Si les deux transactions ont lieu dans un compte non enregistré, il y a toujours une perte apparente. Heureusement dans ce cas, la perte latente n'est pas perdue à tout jamais. Supposons que vous ayez vendu 100 actions de Bombardier (Tor., BBD.B) le 15 décembre dernier et les ayez rachetées le 4 janvier suivant, toujours dans des comptes non enregistrés. Vous ne pourrez pas déclarer la perte latente liée aux titres. Dans cet exemple, le coût d'acquisition initial était de 3 $ par action. Vous les aviez vendues à 1 $ pour une perte latente de 2 $ par titre. Vous les avez rachetées à 1,30 $. «Le prix de base rajusté sera majoré à 3,30 $ pour prendre en compte le coût d'achat de 1,30 $ et la perte latente de 2 $, illustre Mme Gladu. Finalement, vous ne renoncez pas à la perte latente, celle-ci est reportée.»

Le transfert en nature d'un titre vers un compte enregistré est une autre manière de dire «adieu» à votre perte en capital, souligne Mme Gladu. Lorsque vous transférez un titre d'un compte non enregistré à un REER ou à un CELI, vous devez déclarer tout gain en capital réalisé avant le transfert. «Ce qu'on oublie, c'est qu'on perd la possibilité de déclarer la perte en capital dans cette situation, poursuit Mme Gladu. La perte est réputée nulle, et il n'y a pas d'ajustements possibles par la suite.» Bref, transférer un titre perdant vers un CELI ou un REER n'est pas une bonne idée.

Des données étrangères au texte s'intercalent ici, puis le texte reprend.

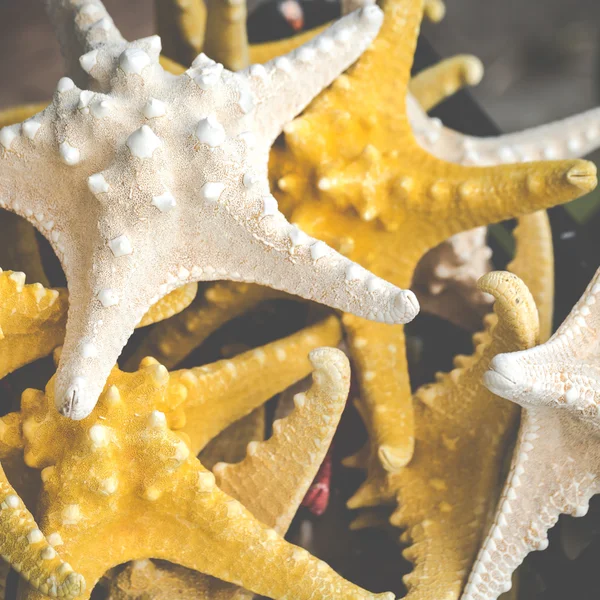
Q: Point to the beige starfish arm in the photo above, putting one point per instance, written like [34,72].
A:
[226,40]
[172,304]
[181,25]
[275,475]
[281,256]
[433,85]
[292,81]
[32,321]
[82,27]
[175,339]
[379,356]
[534,264]
[27,550]
[560,373]
[237,386]
[554,471]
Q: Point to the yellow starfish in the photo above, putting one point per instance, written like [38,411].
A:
[270,482]
[444,495]
[125,486]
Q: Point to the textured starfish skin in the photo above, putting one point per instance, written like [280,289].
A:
[445,495]
[209,204]
[270,482]
[32,321]
[129,481]
[353,174]
[555,466]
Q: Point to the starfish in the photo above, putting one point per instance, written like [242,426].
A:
[353,174]
[555,467]
[443,498]
[128,473]
[270,481]
[215,220]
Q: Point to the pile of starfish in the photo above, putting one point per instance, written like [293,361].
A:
[179,199]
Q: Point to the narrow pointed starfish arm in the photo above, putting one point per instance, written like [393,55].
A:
[27,550]
[20,249]
[225,38]
[534,264]
[32,321]
[555,470]
[221,393]
[231,444]
[275,475]
[83,28]
[288,76]
[141,507]
[445,494]
[561,373]
[173,303]
[181,26]
[378,354]
[175,339]
[433,85]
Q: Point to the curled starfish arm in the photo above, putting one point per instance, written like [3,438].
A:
[181,26]
[175,339]
[250,379]
[292,456]
[444,520]
[292,82]
[433,85]
[226,40]
[553,472]
[82,28]
[32,321]
[27,550]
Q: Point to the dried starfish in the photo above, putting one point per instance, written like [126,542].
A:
[221,122]
[136,506]
[555,466]
[32,321]
[384,201]
[444,496]
[270,482]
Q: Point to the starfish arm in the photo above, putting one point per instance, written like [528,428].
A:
[172,304]
[293,80]
[82,26]
[534,264]
[568,138]
[433,85]
[226,40]
[181,25]
[275,475]
[553,472]
[378,353]
[32,321]
[278,255]
[27,550]
[174,340]
[239,385]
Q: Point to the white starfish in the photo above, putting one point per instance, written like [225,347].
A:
[556,463]
[153,181]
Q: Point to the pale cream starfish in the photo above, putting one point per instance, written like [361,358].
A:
[162,181]
[556,463]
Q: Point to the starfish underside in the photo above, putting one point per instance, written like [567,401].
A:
[127,478]
[182,160]
[556,465]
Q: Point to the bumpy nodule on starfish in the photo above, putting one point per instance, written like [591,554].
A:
[556,463]
[157,181]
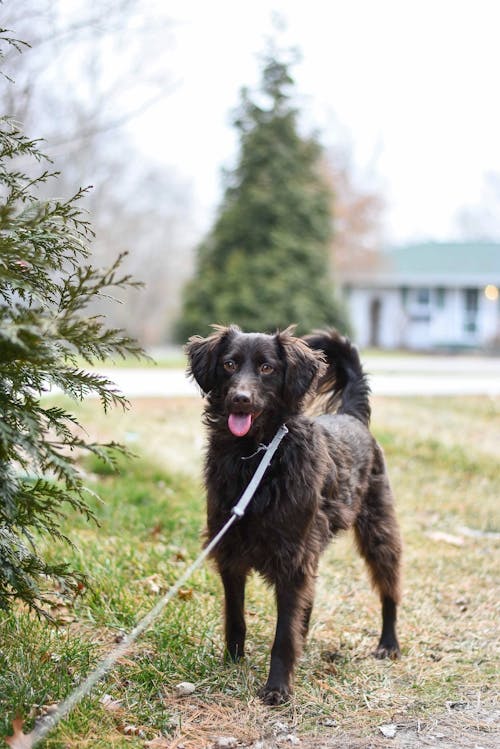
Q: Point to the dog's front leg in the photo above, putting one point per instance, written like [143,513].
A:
[286,646]
[235,627]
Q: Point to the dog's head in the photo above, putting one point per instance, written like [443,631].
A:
[253,377]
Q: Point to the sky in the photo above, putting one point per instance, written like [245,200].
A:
[411,86]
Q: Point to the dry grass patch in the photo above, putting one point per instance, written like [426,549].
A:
[444,471]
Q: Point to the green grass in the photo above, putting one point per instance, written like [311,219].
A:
[442,458]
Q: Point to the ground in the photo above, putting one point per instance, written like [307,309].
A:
[442,455]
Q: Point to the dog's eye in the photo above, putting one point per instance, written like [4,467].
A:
[266,368]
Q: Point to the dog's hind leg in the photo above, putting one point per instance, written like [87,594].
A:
[379,542]
[235,627]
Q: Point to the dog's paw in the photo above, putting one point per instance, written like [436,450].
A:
[387,650]
[274,695]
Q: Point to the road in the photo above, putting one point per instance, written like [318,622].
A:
[389,375]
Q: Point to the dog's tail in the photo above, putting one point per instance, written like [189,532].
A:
[344,385]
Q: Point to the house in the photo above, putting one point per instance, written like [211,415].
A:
[426,296]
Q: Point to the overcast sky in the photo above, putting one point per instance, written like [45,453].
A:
[412,85]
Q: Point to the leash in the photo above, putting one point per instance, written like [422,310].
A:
[48,722]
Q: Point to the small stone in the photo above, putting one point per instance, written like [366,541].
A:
[388,730]
[279,727]
[225,742]
[184,689]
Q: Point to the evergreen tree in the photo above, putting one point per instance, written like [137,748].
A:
[265,264]
[46,284]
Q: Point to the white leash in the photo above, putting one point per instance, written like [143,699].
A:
[50,721]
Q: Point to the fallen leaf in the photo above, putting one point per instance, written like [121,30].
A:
[110,704]
[388,730]
[155,584]
[447,538]
[184,689]
[19,740]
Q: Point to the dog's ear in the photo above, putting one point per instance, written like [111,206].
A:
[303,367]
[203,354]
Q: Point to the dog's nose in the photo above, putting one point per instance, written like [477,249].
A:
[241,398]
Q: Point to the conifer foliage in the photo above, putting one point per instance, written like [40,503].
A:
[46,283]
[265,264]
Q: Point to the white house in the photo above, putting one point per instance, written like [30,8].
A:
[426,296]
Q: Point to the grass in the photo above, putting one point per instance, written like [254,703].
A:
[443,461]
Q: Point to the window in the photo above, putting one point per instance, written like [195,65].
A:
[471,304]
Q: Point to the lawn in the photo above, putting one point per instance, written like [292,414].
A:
[443,462]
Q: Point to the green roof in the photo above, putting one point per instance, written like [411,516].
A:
[457,258]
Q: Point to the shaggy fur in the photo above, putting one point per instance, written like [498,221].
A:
[327,475]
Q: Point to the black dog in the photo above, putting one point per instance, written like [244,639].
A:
[328,474]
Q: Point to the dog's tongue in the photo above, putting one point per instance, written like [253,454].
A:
[239,424]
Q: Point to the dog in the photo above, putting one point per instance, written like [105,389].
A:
[327,475]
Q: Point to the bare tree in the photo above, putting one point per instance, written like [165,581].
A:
[357,215]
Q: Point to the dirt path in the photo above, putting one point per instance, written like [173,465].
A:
[463,726]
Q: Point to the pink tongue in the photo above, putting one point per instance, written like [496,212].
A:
[239,424]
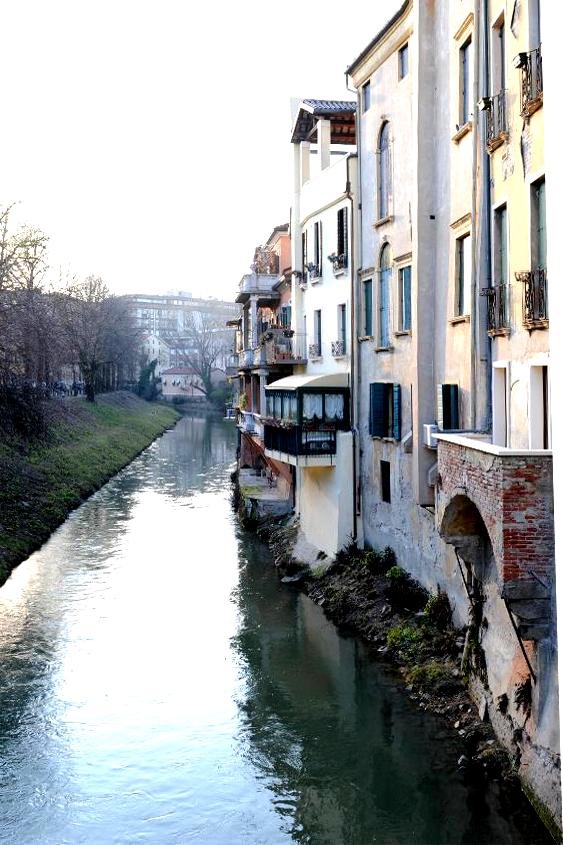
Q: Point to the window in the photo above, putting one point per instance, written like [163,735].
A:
[385,410]
[366,96]
[384,285]
[501,251]
[465,82]
[539,234]
[403,61]
[385,479]
[285,316]
[384,173]
[499,56]
[539,419]
[368,308]
[463,275]
[447,407]
[342,237]
[342,328]
[405,320]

Donnez des actions plutôt qu'un chèque

Pour maximiser votre économie d'impôt, donnez des actions plutôt qu'un chèque à vos oeuvres de bienfaisance favorites. Lorsque vous offrez des valeurs mobilières à un organisme de charité, vous êtes exempté de l'impôt sur le gain en capital. Cette économie d'impôt n'est pas négligeable, dit Ricardo Antuña, conseiller sénior, fiducie et service-conseil, Banque Nationale Gestion privée 1859.

En 2015, vous avez fait un don de 1 000 $ à la Croix-Rouge. Ce don vous permettra d'obtenir un crédit d'impôt de 494 $, qu'il ait été fait avec des liquidités ou des valeurs mobilières.

Supposons maintenant que le don de 1 000 $ ait été payé avec des actions d'une société cotée en Bourse, détenues dans un compte non enregistré. Votre prix de base rajusté (PBR) est de 750 $, et le gain en capital latent est de 250 $. Vous êtes donc exempté d'une imposition de 62,46 $ au taux marginal le plus élevé. Autrement dit, vous obtenez le crédit d'impôt de 494 $ en plus d'éviter un impôt de 62,46 $, pour une économie totale de 556,46 $.

Cette mécanique fait en sorte qu'il est désavantageux de vendre des actions pour financer un don. Mieux vaut donner les titres directement. Gardons le même exemple. Vous vendez 1 000 $ du même titre pour faire votre don. Il vous reste donc 937,54 $ après l'imposition, toujours au taux marginal le plus élevé. Un don de 937,54 $ résulte en un crédit d'impôt de 460,90 $. C'est une différence de presque 100 $ par rapport à l'économie citée à l'exemple précédent.

«C'est l'une des rares règles où tout le monde gagne, affirme M. Antuña. Le gouvernement gagne, car vous donnez plus d'argent. Vous gagnez, car vous payez moins d'impôt. Et les organismes philanthropiques récoltent plus d'argent.»

Rappelons que vos dons ne peuvent excéder 75 % de votre revenu net. Si vous combinez les dons de votre couple dans une seule déclaration, vous pourriez accroître votre économie fiscale d'un montant allant jusqu'à 36 $.